The random seed is used in the random starts portion of the algorithm. Using a different seed might give a better result. Use the same random seed to reproduce results. Default is 0.

Number of iterations per random start

To maximize modularity, clustering proceeds iteratively by moving individual points, clusters, or subsets of points within clusters. A larger number of iterations can give better results, but will take longer to run. Default is 10.

Minimal cluster size

Clusters smaller than the minimal cluster size value will be merged with a nearby cluster unless they are completely isolated. To avoid isolation, set the prune parameter to zero (default) and the scale parameter to the maximum (default). Default is 1.

Sequential random starts

Enable this option to use the slower sequential ordering of random starts. Default is disabled.

Nearest Neighbor Type

Different methods for determining nearest neighbors. The K nearest neighbors (K-NN) algorithm is the standard. The NN-Descent algorithm is used by UMAP and is an alternative. Default is K-NN.

Distance metric

If NN-Descent is chosen for Nearest Neighbor Type, the metric to use when determining distance between data points in high dimensional space can be set. Options are Euclidean, Manhattan, Chebyshev, Canberra, Bray Curtis, and Cosine.
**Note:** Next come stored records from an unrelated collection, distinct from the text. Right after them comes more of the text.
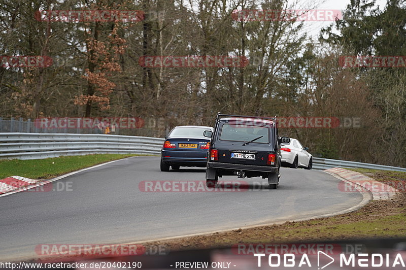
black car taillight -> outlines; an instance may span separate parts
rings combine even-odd
[[[211,149],[210,150],[210,160],[218,160],[219,155],[217,149]]]
[[[200,146],[200,149],[208,149],[210,148],[210,143],[208,143],[206,144],[202,144]]]
[[[267,165],[275,165],[275,155],[274,154],[269,154],[268,155],[268,160],[266,161]]]

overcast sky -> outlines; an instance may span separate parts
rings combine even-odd
[[[299,0],[300,5],[305,6],[315,6],[315,9],[321,10],[341,10],[344,11],[350,4],[350,0]],[[303,3],[303,4],[302,4]],[[377,5],[380,9],[383,9],[386,4],[386,0],[377,0]],[[320,29],[329,25],[331,21],[308,21],[304,22],[304,29],[309,36],[316,38],[318,36]]]

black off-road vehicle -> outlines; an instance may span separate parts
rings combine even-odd
[[[279,182],[281,143],[288,137],[279,138],[276,117],[217,114],[214,132],[205,131],[211,138],[208,152],[206,184],[213,187],[219,177],[236,175],[239,178],[262,176],[268,179],[270,188]]]

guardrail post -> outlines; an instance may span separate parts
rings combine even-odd
[[[22,132],[22,117],[20,117],[18,119],[18,132]]]
[[[14,132],[14,118],[10,119],[10,132]]]
[[[31,130],[31,118],[28,118],[27,121],[27,132],[29,132]]]

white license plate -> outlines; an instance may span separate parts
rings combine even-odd
[[[231,158],[255,160],[255,155],[254,154],[243,154],[242,153],[231,153]]]

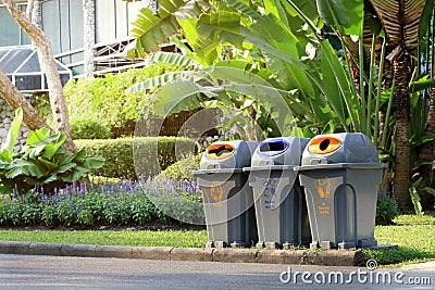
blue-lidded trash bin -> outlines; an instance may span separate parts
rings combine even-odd
[[[256,213],[248,175],[257,142],[210,144],[194,176],[202,190],[208,248],[250,247],[257,242]]]
[[[309,139],[269,138],[256,149],[249,172],[259,242],[257,247],[288,248],[311,240],[307,204],[295,167]]]

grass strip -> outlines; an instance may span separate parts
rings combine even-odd
[[[206,230],[0,230],[2,241],[203,248]]]
[[[396,225],[376,226],[380,245],[398,244],[398,249],[363,250],[378,265],[400,266],[435,260],[434,215],[401,215]],[[86,243],[100,245],[144,245],[203,248],[206,230],[0,230],[2,241]]]

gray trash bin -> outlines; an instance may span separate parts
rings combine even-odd
[[[202,190],[208,248],[250,247],[257,241],[256,213],[248,175],[257,142],[228,141],[210,144],[194,171]]]
[[[256,149],[249,172],[259,242],[257,247],[309,244],[310,225],[295,167],[309,139],[269,138]]]
[[[311,248],[376,247],[377,187],[385,164],[363,134],[316,136],[307,146],[300,184],[304,188]]]

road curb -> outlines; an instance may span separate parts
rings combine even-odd
[[[366,257],[361,250],[263,250],[129,247],[72,243],[0,241],[1,254],[117,257],[163,261],[265,263],[289,265],[360,266]]]

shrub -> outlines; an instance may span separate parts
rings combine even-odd
[[[166,169],[162,171],[161,175],[176,178],[178,180],[195,180],[191,172],[199,168],[201,156],[202,153],[177,161],[174,164],[167,166]]]
[[[154,63],[144,68],[130,68],[115,75],[107,74],[101,78],[70,80],[64,87],[70,118],[74,122],[82,119],[84,115],[91,116],[112,131],[122,134],[129,131],[129,135],[133,135],[134,126],[132,130],[130,121],[139,119],[147,96],[144,96],[144,92],[126,93],[125,90],[147,78],[181,70],[185,68]]]
[[[167,224],[177,216],[204,223],[196,184],[98,179],[57,189],[49,197],[37,190],[28,197],[0,196],[0,226],[142,226]]]
[[[71,133],[74,140],[77,139],[110,139],[110,128],[91,118],[74,118],[71,121]]]
[[[102,168],[92,175],[137,179],[154,176],[177,160],[191,154],[195,142],[188,138],[138,137],[108,140],[77,140],[78,148],[86,148],[88,155],[105,159]]]
[[[390,225],[393,219],[399,215],[399,209],[394,198],[377,196],[376,225]]]

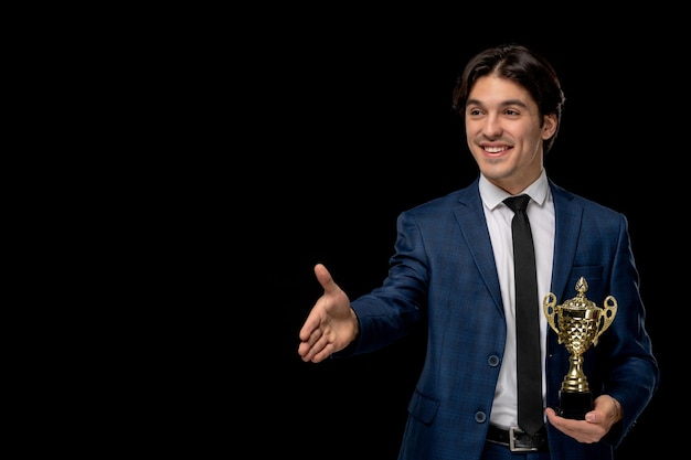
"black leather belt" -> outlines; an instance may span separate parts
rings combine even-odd
[[[487,440],[507,446],[512,452],[549,450],[548,430],[545,427],[540,428],[536,434],[530,436],[529,434],[521,431],[518,427],[503,429],[496,425],[490,425],[487,430]]]

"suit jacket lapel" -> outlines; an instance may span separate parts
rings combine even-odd
[[[458,196],[459,207],[454,213],[482,281],[487,286],[495,304],[503,313],[497,265],[489,232],[487,231],[478,183],[479,180],[476,180],[472,186],[463,190]]]
[[[554,260],[552,263],[552,292],[564,299],[566,291],[573,293],[574,286],[566,286],[571,267],[576,256],[578,236],[583,225],[583,208],[574,205],[573,195],[550,181],[554,200]]]

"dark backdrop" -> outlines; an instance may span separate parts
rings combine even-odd
[[[258,451],[268,452],[280,436],[281,451],[301,459],[395,459],[424,333],[349,361],[302,363],[298,331],[321,295],[312,267],[325,263],[351,298],[369,291],[386,275],[396,215],[476,176],[463,126],[450,113],[451,89],[471,54],[501,41],[535,46],[561,76],[566,106],[545,160],[551,178],[629,218],[662,385],[617,458],[648,449],[659,420],[673,411],[681,389],[670,340],[683,331],[668,313],[683,285],[670,261],[682,257],[683,267],[685,242],[666,203],[674,191],[670,170],[688,149],[673,97],[681,77],[660,57],[670,39],[623,40],[604,24],[595,35],[587,24],[577,33],[552,24],[549,35],[490,34],[491,19],[476,20],[440,30],[322,22],[272,42],[257,140],[270,148],[256,167],[269,174],[261,182],[269,197],[255,208],[270,225],[261,233],[263,288],[255,308],[270,315],[278,345],[261,363],[268,387],[253,427],[268,436]],[[669,424],[665,430],[668,439],[678,435]]]

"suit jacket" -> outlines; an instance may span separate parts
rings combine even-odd
[[[352,301],[360,335],[336,356],[368,353],[427,323],[423,370],[408,405],[401,460],[479,459],[503,357],[506,320],[479,180],[401,213],[395,253],[381,287]],[[576,281],[602,306],[612,295],[617,314],[584,354],[593,397],[615,397],[624,418],[596,443],[581,443],[548,424],[554,459],[612,459],[659,382],[645,329],[638,271],[626,217],[550,180],[555,240],[551,292],[561,304]],[[539,242],[536,242],[539,244]],[[545,293],[546,295],[546,293]],[[559,405],[568,352],[548,328],[546,404]]]

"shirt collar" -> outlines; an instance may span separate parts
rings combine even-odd
[[[487,178],[485,178],[485,175],[482,174],[480,174],[479,186],[480,186],[480,197],[482,199],[482,203],[485,203],[485,205],[489,210],[493,210],[506,199],[508,199],[509,196],[512,196],[511,194],[507,193],[504,190],[498,188],[497,185],[488,181]],[[518,193],[518,195],[524,193],[529,195],[535,203],[542,206],[542,204],[545,202],[548,197],[548,190],[549,190],[548,174],[543,168],[542,173],[535,180],[535,182],[528,185],[525,189],[523,189],[521,193]]]

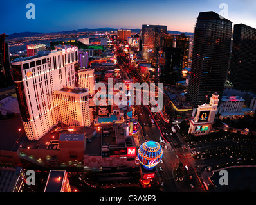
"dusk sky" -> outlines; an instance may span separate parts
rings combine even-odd
[[[35,6],[35,19],[28,19],[26,6]],[[233,24],[256,28],[255,0],[8,0],[2,1],[0,33],[54,32],[81,28],[142,28],[142,24],[167,25],[168,30],[193,32],[198,14],[228,6]],[[225,16],[226,17],[226,16]]]

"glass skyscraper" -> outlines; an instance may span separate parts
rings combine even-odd
[[[187,92],[196,104],[217,92],[221,99],[230,54],[232,22],[214,12],[201,12],[194,29]]]
[[[5,33],[0,35],[0,88],[13,85],[10,71],[9,46],[5,42]]]
[[[142,57],[153,65],[156,63],[156,51],[161,44],[162,33],[167,33],[167,26],[142,25],[141,37]]]
[[[256,92],[256,29],[234,26],[228,79],[235,89]]]

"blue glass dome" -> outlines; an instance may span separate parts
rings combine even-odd
[[[162,156],[163,150],[154,141],[144,142],[138,151],[140,162],[147,170],[152,170],[161,161]]]

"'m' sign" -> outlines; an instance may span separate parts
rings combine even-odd
[[[72,52],[72,51],[77,51],[77,46],[74,46],[72,47],[68,47],[68,48],[65,47],[65,49],[62,49],[62,55],[64,55],[65,53],[68,53]]]
[[[136,156],[136,147],[127,148],[127,156]]]

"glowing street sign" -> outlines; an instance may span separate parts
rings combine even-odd
[[[156,160],[152,160],[149,163],[149,168],[151,168],[151,167],[154,167],[156,166],[158,162]]]
[[[69,52],[73,52],[73,51],[77,51],[77,47],[74,46],[72,47],[65,47],[65,49],[62,49],[62,55],[64,55],[65,53],[68,53]]]
[[[127,148],[127,156],[136,156],[136,147]]]

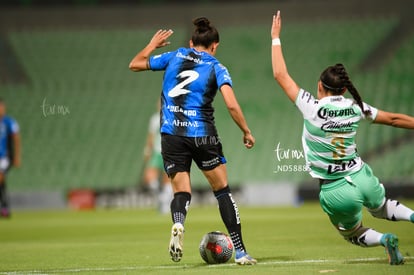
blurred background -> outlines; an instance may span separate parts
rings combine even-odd
[[[242,203],[317,199],[318,184],[303,171],[301,114],[272,77],[272,15],[282,11],[283,50],[301,87],[316,94],[322,70],[343,63],[365,102],[414,115],[413,6],[403,0],[1,1],[0,97],[23,142],[22,166],[8,174],[12,207],[66,207],[70,194],[82,190],[97,207],[151,205],[141,188],[143,151],[162,73],[136,74],[128,65],[160,28],[174,30],[165,50],[187,46],[191,20],[199,16],[220,32],[216,57],[232,75],[257,141],[244,149],[218,95],[216,124]],[[357,141],[390,195],[414,197],[413,131],[363,123]],[[198,202],[206,202],[208,184],[196,168],[192,181]]]

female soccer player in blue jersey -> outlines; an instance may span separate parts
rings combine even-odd
[[[171,178],[174,198],[170,255],[181,260],[184,221],[191,200],[190,167],[192,160],[202,170],[217,198],[223,222],[236,249],[235,261],[255,264],[242,240],[237,205],[227,183],[226,159],[214,123],[212,102],[219,89],[231,117],[243,132],[246,148],[252,148],[252,136],[232,89],[226,67],[214,57],[219,45],[217,29],[207,18],[194,20],[195,30],[189,48],[151,56],[156,48],[169,44],[171,30],[159,30],[149,44],[131,61],[132,71],[165,71],[161,93],[161,145],[164,167]]]
[[[304,117],[302,143],[312,177],[319,179],[319,199],[332,224],[348,241],[362,247],[382,245],[389,263],[404,258],[394,234],[381,234],[362,225],[362,207],[376,218],[414,222],[414,211],[386,199],[384,186],[356,152],[355,135],[362,119],[414,129],[414,117],[378,110],[364,103],[342,64],[325,69],[314,98],[289,76],[282,54],[280,11],[273,17],[272,67],[281,88]],[[343,95],[348,91],[354,100]]]
[[[6,173],[20,166],[20,134],[17,122],[6,115],[6,103],[0,98],[0,217],[10,217],[6,192]]]

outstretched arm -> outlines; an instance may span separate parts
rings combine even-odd
[[[280,44],[281,28],[282,28],[282,18],[280,17],[280,11],[277,11],[277,14],[273,15],[273,23],[272,23],[272,30],[271,30],[273,76],[276,79],[276,81],[279,83],[280,87],[282,87],[283,91],[285,91],[289,99],[295,102],[300,88],[295,83],[295,81],[290,77],[287,71],[285,59],[282,53],[282,46]]]
[[[172,30],[158,30],[148,45],[142,49],[129,63],[129,69],[134,72],[149,70],[148,60],[151,53],[170,44],[167,39],[173,34]]]
[[[244,145],[248,149],[252,148],[255,143],[255,138],[252,136],[249,126],[247,126],[246,119],[244,118],[240,105],[234,95],[233,88],[229,85],[223,85],[221,86],[220,91],[223,95],[224,103],[229,110],[230,116],[243,132]]]
[[[414,129],[414,117],[381,110],[378,110],[374,123],[390,125],[397,128]]]

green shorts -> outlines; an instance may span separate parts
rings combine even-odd
[[[153,152],[149,159],[147,167],[157,168],[160,171],[164,170],[164,162],[162,161],[162,155],[158,152]]]
[[[371,168],[364,164],[358,172],[329,184],[321,185],[319,201],[332,224],[350,230],[362,221],[362,207],[376,209],[385,198],[384,186]]]

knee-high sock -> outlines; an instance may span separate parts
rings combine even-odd
[[[234,247],[237,250],[245,251],[239,209],[231,196],[230,188],[227,186],[214,192],[214,195],[218,201],[221,218],[230,234]]]
[[[173,223],[181,223],[184,225],[190,202],[190,193],[178,192],[174,194],[174,198],[171,201],[171,218]]]

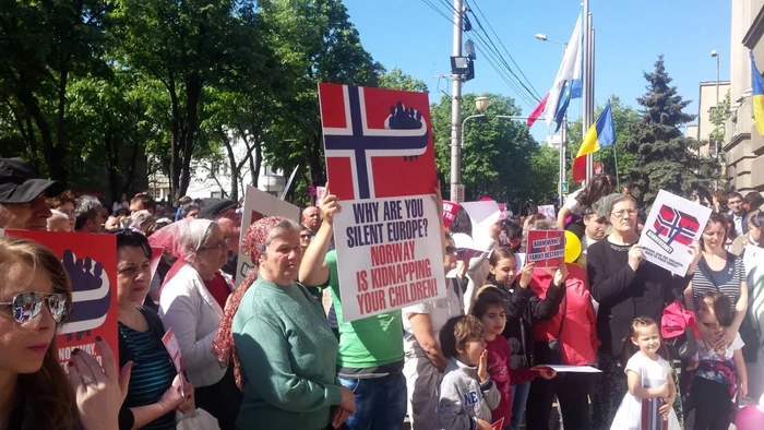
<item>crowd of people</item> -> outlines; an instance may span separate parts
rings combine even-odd
[[[103,370],[76,350],[64,372],[65,270],[43,246],[0,239],[0,429],[176,429],[210,416],[224,430],[397,430],[406,417],[413,430],[542,430],[557,408],[569,430],[645,429],[645,414],[678,429],[692,410],[693,429],[727,430],[743,399],[764,403],[762,198],[697,198],[714,214],[675,276],[645,261],[645,208],[617,188],[597,176],[557,219],[501,217],[486,235],[458,207],[440,224],[445,296],[348,322],[329,184],[301,219],[265,217],[242,236],[237,202],[183,198],[165,213],[138,194],[108,207],[0,158],[0,227],[116,235],[119,321],[119,345],[97,342]],[[442,207],[438,189],[427,203]],[[525,262],[530,230],[572,231],[581,255]],[[464,256],[481,236],[486,251]],[[246,276],[239,252],[254,263]],[[690,357],[662,338],[673,301],[696,315]],[[170,327],[183,374],[162,341]]]

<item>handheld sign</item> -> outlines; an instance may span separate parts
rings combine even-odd
[[[427,94],[321,83],[319,97],[344,321],[445,297]]]
[[[167,349],[167,354],[170,355],[172,365],[175,365],[175,370],[180,375],[180,392],[184,393],[186,377],[183,377],[183,359],[180,356],[180,344],[178,344],[178,338],[175,337],[175,333],[172,333],[172,327],[162,336],[162,343],[165,344],[165,349]]]
[[[82,349],[102,363],[100,336],[119,362],[117,335],[117,238],[115,235],[5,229],[53,251],[72,280],[72,309],[56,337],[58,360],[68,372],[72,350]],[[102,363],[103,365],[103,363]]]
[[[525,261],[536,267],[558,267],[565,261],[565,232],[562,230],[528,231]]]
[[[690,247],[703,234],[709,216],[711,208],[660,190],[640,237],[645,260],[684,276],[691,263]]]

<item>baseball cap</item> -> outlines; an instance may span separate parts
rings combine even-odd
[[[199,215],[196,218],[199,219],[215,219],[215,217],[219,214],[222,214],[225,211],[228,211],[230,208],[236,208],[237,204],[232,200],[220,200],[219,202],[215,202],[213,204],[207,204],[202,207],[201,211],[199,211]]]
[[[40,193],[53,198],[62,192],[61,182],[40,179],[23,159],[0,158],[0,203],[28,203]]]

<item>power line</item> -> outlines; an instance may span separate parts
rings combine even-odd
[[[422,1],[425,4],[427,4],[428,7],[430,7],[430,9],[432,9],[433,11],[435,11],[435,13],[438,13],[439,15],[443,16],[444,19],[446,19],[451,24],[456,25],[456,23],[454,22],[453,17],[449,17],[449,16],[447,16],[445,13],[443,13],[443,11],[441,11],[437,5],[432,4],[432,2],[431,2],[430,0],[421,0],[421,1]],[[453,9],[453,5],[452,5],[451,8]]]
[[[523,69],[520,67],[520,64],[517,64],[515,59],[512,57],[512,53],[510,53],[509,49],[506,49],[506,46],[504,46],[504,43],[501,41],[501,37],[499,37],[497,32],[493,29],[493,26],[491,25],[491,23],[488,21],[488,17],[486,17],[486,15],[482,13],[482,10],[480,10],[480,5],[478,5],[477,0],[470,0],[470,4],[475,5],[475,9],[477,9],[480,16],[482,16],[484,21],[486,21],[486,25],[488,25],[488,28],[490,28],[491,33],[493,33],[493,36],[496,36],[496,38],[499,40],[499,45],[501,45],[501,47],[504,48],[504,52],[506,52],[506,56],[510,57],[510,60],[512,61],[513,64],[515,64],[520,74],[523,75],[523,77],[528,83],[528,85],[530,85],[530,88],[533,88],[534,93],[536,94],[536,97],[538,99],[540,99],[541,98],[540,94],[538,93],[538,91],[536,91],[536,88],[530,83],[530,80],[528,80],[528,77],[525,75],[525,73],[523,73]],[[475,15],[475,12],[473,12],[473,15]],[[476,17],[476,21],[477,21],[477,17]],[[480,26],[479,22],[478,22],[478,26]],[[480,26],[480,29],[484,29],[482,26]],[[484,29],[484,32],[485,32],[485,29]]]
[[[441,9],[432,4],[431,0],[422,0],[430,9],[435,11],[439,15],[441,15],[443,19],[447,20],[451,22],[453,25],[456,25],[456,23],[449,17]],[[453,4],[450,4],[447,0],[441,0],[447,9],[451,11],[456,11],[454,9]],[[471,12],[471,11],[470,11]],[[473,16],[475,16],[475,13],[473,13]],[[466,15],[465,15],[466,17]],[[475,16],[477,20],[477,16]],[[478,25],[480,25],[478,23]],[[480,45],[484,47],[484,53],[486,55],[486,61],[489,63],[489,65],[493,69],[493,71],[497,72],[499,77],[501,77],[504,83],[515,93],[515,95],[527,106],[529,106],[532,109],[538,104],[538,98],[536,95],[527,88],[523,84],[523,82],[517,77],[517,75],[512,71],[510,68],[509,63],[506,60],[503,58],[501,51],[496,47],[496,44],[493,44],[492,40],[490,40],[490,36],[486,33],[484,29],[485,38],[482,35],[480,35],[477,32],[471,33],[475,38],[480,43]],[[488,41],[487,41],[488,39]],[[477,44],[476,44],[477,46]],[[502,67],[503,65],[503,67]],[[508,73],[509,71],[509,73]]]

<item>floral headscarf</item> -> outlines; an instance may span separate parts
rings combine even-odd
[[[286,218],[268,216],[258,219],[247,229],[247,234],[244,234],[244,238],[241,241],[241,250],[249,256],[254,267],[250,268],[249,273],[247,273],[247,277],[241,282],[241,285],[239,285],[239,288],[230,296],[226,309],[224,310],[223,319],[220,320],[220,327],[217,330],[217,335],[215,335],[215,339],[212,343],[212,350],[217,356],[217,361],[220,363],[220,367],[226,367],[231,361],[234,362],[234,375],[239,390],[243,390],[244,381],[241,378],[241,361],[239,360],[238,354],[236,354],[236,343],[234,342],[234,333],[231,330],[234,316],[239,309],[239,303],[244,292],[247,292],[254,279],[258,278],[258,264],[260,264],[260,256],[265,250],[265,238],[267,234],[276,224],[283,220],[286,220]]]

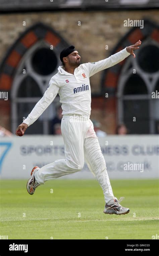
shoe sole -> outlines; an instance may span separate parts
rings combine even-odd
[[[116,215],[121,215],[122,214],[127,214],[127,213],[128,213],[129,212],[130,212],[130,211],[127,211],[127,212],[126,212],[125,213],[105,213],[104,212],[103,212],[103,213],[105,213],[105,214],[116,214]]]
[[[28,182],[27,182],[27,183],[26,184],[26,189],[27,190],[27,191],[28,192],[28,193],[30,195],[32,195],[34,194],[34,191],[33,190],[34,192],[33,192],[33,193],[32,194],[31,194],[29,192],[29,183],[31,182],[31,180],[32,179],[32,178],[33,178],[32,177],[32,175],[33,175],[33,173],[34,173],[34,173],[35,173],[35,172],[36,172],[36,171],[35,169],[36,169],[37,168],[39,168],[39,167],[38,166],[36,166],[35,167],[34,167],[34,168],[33,168],[33,169],[32,170],[32,171],[31,172],[31,178],[30,178],[30,179],[28,180]],[[39,169],[40,169],[40,168],[39,168]],[[34,173],[34,172],[35,172]]]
Default is Euclidean.

PCA: Number of principal components

Graph-based clustering uses principal components as its input. The number of principal components to use is set here.

We recommend using the PCA task to determine the optimal number of principal components for your data. Default is 100.

PCA: Features contribute

Options are equally or by variance. Feature values can be standardized prior to PCA so that the contribution of each feature does not depend on its variance. To standardize, choose equally. To take variance into account and focus on the most variable features, choose by variance. Default is by variance.

Normalization: Log transform data

You can choose to log transform the data prior to running PCA as part of Graph-based clustering. Default is disabled.

Normalization: Log base

If you are normalizing the data, choose a log base. Default is 2 when Log transform data is enabled.

Normalization: Log offset

If you are normalizing the data, choose an offset. Default is 1 when Log transform data is enabled.

References

[1] Blondel, V. D., Guillaume, J. L., Lambiotte, R., & Lefebvre, E. (2008). Fast unfolding of communities in large networks. Journal of statistical mechanics: theory and experiment, 2008(10), P10008.

[2] Rotta, R., & Noack, A. (2011). Multilevel local search algorithms for modularity clustering. Journal of Experimental Algorithmics (JEA), 16, 2-3.

[3] Waltman, L., & Van Eck, N. J. (2013). A smart local moving algorithm for large-scale modularity-based community detection. The European Physical Journal B, 86(11), 471.

[4]Traag, V.A., Waltman, L. & van Eck, N.J. From Louvain to Leiden: guaranteeing well-connected communities. Sci Rep 9, 5233 (2019). https://doi.org/10.1038/s41598-019-41695-z

[5] Newman, M. E., & Girvan, M. (2004). Finding and evaluating community structure in networks. Physical review E, 69(2), 026113.

[6] Traag, V. A., Van Dooren, P., & Nesterov, Y. (2011). Narrow scope for resolution-limit-free community detection. Physical Review E, 84(1), 016114.